With Repository, in-memory objects do not need to know whether there is a database present or absent, they need no SQL interface code, and certainly no knowledge of the database schema.
In R, the simplest form of Repository encapsulates data.frame
entries persisted in a data store and the operations performed over them, providing a more object-oriented view of the persistence layer. From the caller point of view, the location (locally or remotely), the technology and the interface of the data store are obscured.
In situations with multiple data sources.
In situations where the real data store, the one that is used in production, is remote. This allows you to implement a Repository mock with identical queries that runs locally. Then, the mock could be used during development and testing. The mock itself may comprise a sample of the real data store or just fake data.
In situations where the real data store doesn’t exist. Implementing a mock Repository allows you to defer immature decisions about the database technology and/or defer its deployment. In this way, the temporary solution allows you to focus the development effort on the core functionality of the application.

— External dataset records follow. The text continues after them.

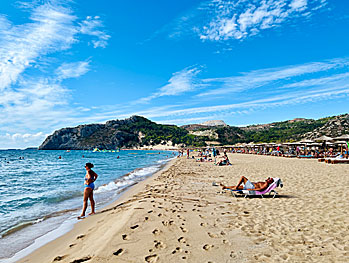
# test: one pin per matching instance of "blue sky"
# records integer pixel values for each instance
(65, 63)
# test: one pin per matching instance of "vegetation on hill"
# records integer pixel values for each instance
(138, 131)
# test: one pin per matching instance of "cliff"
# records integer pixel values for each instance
(136, 131)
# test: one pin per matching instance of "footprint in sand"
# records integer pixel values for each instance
(181, 240)
(118, 252)
(177, 250)
(81, 259)
(151, 258)
(207, 247)
(212, 235)
(59, 258)
(184, 230)
(159, 244)
(156, 231)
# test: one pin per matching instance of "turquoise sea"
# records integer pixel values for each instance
(41, 191)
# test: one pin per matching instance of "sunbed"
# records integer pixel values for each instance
(271, 190)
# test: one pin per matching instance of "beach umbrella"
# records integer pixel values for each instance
(323, 138)
(344, 137)
(306, 141)
(341, 144)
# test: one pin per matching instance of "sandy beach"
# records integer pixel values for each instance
(178, 216)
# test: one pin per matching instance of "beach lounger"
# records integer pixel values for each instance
(335, 161)
(271, 190)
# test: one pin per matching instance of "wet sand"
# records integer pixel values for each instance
(178, 216)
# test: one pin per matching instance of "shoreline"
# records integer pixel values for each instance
(177, 215)
(44, 228)
(124, 194)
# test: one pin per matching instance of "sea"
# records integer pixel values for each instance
(41, 191)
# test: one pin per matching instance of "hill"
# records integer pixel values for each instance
(286, 131)
(136, 131)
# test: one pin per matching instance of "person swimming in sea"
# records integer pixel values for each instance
(90, 178)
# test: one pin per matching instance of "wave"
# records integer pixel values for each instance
(128, 179)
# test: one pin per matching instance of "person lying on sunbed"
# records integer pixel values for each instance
(248, 185)
(224, 161)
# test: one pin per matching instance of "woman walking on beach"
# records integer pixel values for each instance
(90, 177)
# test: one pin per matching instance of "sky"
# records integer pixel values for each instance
(69, 62)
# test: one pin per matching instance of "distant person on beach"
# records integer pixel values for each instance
(90, 177)
(248, 185)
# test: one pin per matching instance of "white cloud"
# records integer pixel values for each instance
(72, 70)
(241, 19)
(92, 26)
(260, 78)
(33, 94)
(51, 30)
(20, 140)
(180, 82)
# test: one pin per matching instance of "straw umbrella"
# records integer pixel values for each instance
(344, 137)
(341, 144)
(305, 142)
(325, 139)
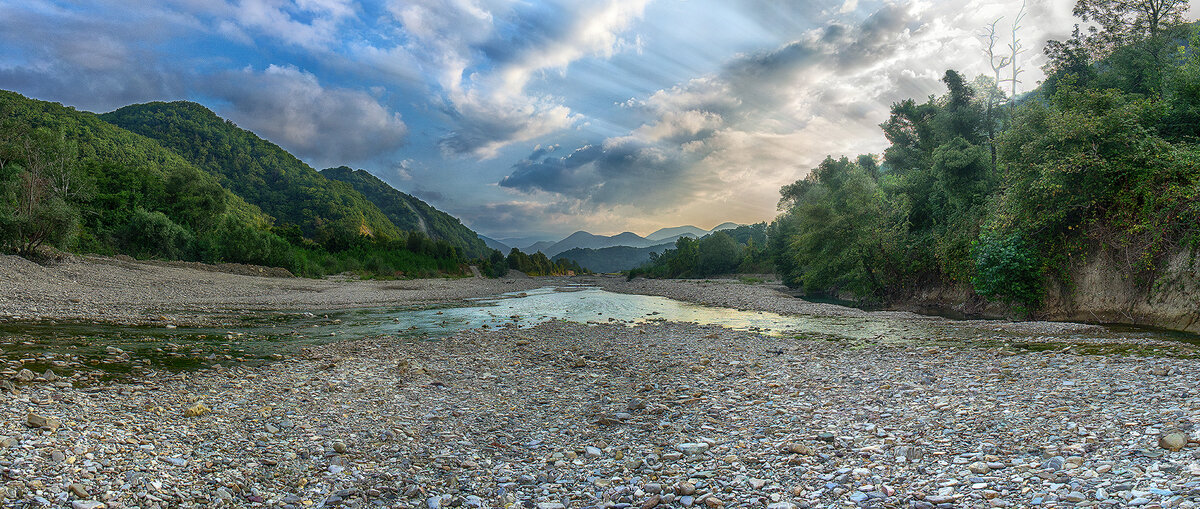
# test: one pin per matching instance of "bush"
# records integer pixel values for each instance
(155, 235)
(1009, 269)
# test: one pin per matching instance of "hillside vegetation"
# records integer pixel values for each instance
(196, 187)
(411, 214)
(1006, 197)
(612, 259)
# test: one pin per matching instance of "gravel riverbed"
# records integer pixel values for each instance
(567, 414)
(130, 292)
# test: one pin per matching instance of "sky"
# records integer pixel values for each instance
(533, 118)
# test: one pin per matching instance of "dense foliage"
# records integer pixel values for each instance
(538, 264)
(71, 180)
(612, 259)
(411, 214)
(261, 172)
(1105, 155)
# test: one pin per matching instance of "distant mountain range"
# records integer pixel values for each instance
(612, 259)
(585, 240)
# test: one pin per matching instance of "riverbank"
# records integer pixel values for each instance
(130, 292)
(567, 414)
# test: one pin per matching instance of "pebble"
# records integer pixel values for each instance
(1173, 442)
(769, 421)
(43, 423)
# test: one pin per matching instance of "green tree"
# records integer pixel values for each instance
(718, 253)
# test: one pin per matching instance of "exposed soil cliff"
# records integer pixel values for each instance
(1102, 289)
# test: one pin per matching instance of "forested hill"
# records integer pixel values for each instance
(1077, 201)
(411, 214)
(66, 177)
(258, 171)
(75, 181)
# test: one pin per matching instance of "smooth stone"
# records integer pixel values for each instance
(979, 467)
(1173, 442)
(45, 423)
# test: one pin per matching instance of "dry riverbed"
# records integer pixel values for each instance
(568, 414)
(129, 292)
(575, 415)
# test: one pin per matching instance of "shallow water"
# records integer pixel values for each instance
(151, 348)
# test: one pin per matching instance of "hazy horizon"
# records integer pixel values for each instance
(532, 119)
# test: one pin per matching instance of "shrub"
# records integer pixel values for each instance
(1008, 269)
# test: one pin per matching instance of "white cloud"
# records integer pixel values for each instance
(486, 95)
(727, 141)
(291, 107)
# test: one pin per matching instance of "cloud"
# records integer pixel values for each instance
(724, 143)
(311, 24)
(291, 107)
(73, 57)
(483, 54)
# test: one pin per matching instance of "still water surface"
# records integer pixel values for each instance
(151, 348)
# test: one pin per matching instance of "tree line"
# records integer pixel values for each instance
(72, 180)
(1001, 193)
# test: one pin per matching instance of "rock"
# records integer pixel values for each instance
(909, 453)
(43, 423)
(799, 448)
(197, 409)
(1173, 442)
(1054, 463)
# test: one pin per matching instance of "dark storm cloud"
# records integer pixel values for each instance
(622, 172)
(84, 60)
(289, 107)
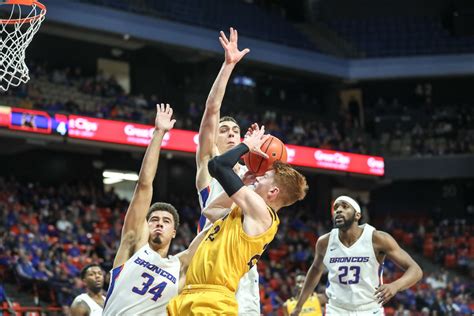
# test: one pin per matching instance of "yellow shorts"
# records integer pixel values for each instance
(204, 299)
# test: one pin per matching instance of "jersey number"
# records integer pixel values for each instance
(156, 290)
(344, 271)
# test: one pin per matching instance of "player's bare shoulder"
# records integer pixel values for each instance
(322, 244)
(382, 241)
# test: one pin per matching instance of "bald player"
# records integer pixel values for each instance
(90, 303)
(353, 254)
(236, 241)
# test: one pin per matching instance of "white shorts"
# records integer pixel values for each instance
(332, 310)
(248, 294)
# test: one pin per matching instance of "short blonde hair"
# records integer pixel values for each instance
(292, 184)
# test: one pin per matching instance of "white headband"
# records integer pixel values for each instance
(349, 201)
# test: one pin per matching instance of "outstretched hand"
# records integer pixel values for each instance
(164, 121)
(232, 53)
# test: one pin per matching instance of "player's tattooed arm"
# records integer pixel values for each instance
(210, 120)
(135, 229)
(385, 244)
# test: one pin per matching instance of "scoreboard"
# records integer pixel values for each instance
(134, 134)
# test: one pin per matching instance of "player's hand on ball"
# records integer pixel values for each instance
(232, 53)
(248, 178)
(251, 129)
(164, 114)
(255, 140)
(385, 292)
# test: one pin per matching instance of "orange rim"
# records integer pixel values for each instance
(29, 19)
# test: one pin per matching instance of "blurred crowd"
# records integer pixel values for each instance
(48, 233)
(390, 128)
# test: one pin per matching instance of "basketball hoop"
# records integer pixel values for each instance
(19, 22)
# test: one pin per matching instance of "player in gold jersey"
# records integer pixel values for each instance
(312, 306)
(236, 241)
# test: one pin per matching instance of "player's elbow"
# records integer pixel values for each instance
(213, 166)
(418, 272)
(209, 214)
(144, 184)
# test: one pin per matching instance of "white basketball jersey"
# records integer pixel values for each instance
(96, 309)
(248, 292)
(354, 272)
(143, 285)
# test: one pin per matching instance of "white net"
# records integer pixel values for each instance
(18, 24)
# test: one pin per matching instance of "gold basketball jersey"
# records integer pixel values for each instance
(310, 308)
(227, 252)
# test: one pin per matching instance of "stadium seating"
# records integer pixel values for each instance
(401, 36)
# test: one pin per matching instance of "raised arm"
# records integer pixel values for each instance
(210, 120)
(135, 230)
(253, 206)
(386, 244)
(314, 273)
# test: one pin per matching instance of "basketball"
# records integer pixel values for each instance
(274, 148)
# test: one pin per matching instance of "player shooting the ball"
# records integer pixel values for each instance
(235, 243)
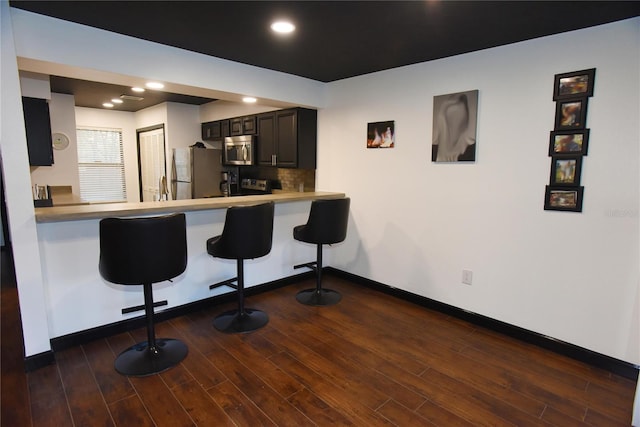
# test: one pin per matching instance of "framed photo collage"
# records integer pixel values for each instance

In situations where using SQL queries can be represented by meaningful names. For example Repository$get_efficient_cars() = SELECT * FROM mtcars WHERE mpg > 20
When building stateless microservices.
The code of the abstract base class of Repository is
AbstractRepository <- R6::R6Class("Repository", inherit = Singleton, cloneable = FALSE, public = list(
#' @description Instantiate an object
initialize = function() exceptions$not_implemented_error(),
#' @description Add an element to the Repository.
add = function(key, value) exceptions$not_implemented_error(),
#' @description Delete an element from the Repository.
del = function(key) exceptions$not_implemented_error(),
#' @description Retrieve an element from the Repository.
get = function(key) exceptions$not_implemented_error()
))
Tip: By passing the input argument inherit = Singleton
, the AbstractRepository
inherits the qualities of the Singleton pattern.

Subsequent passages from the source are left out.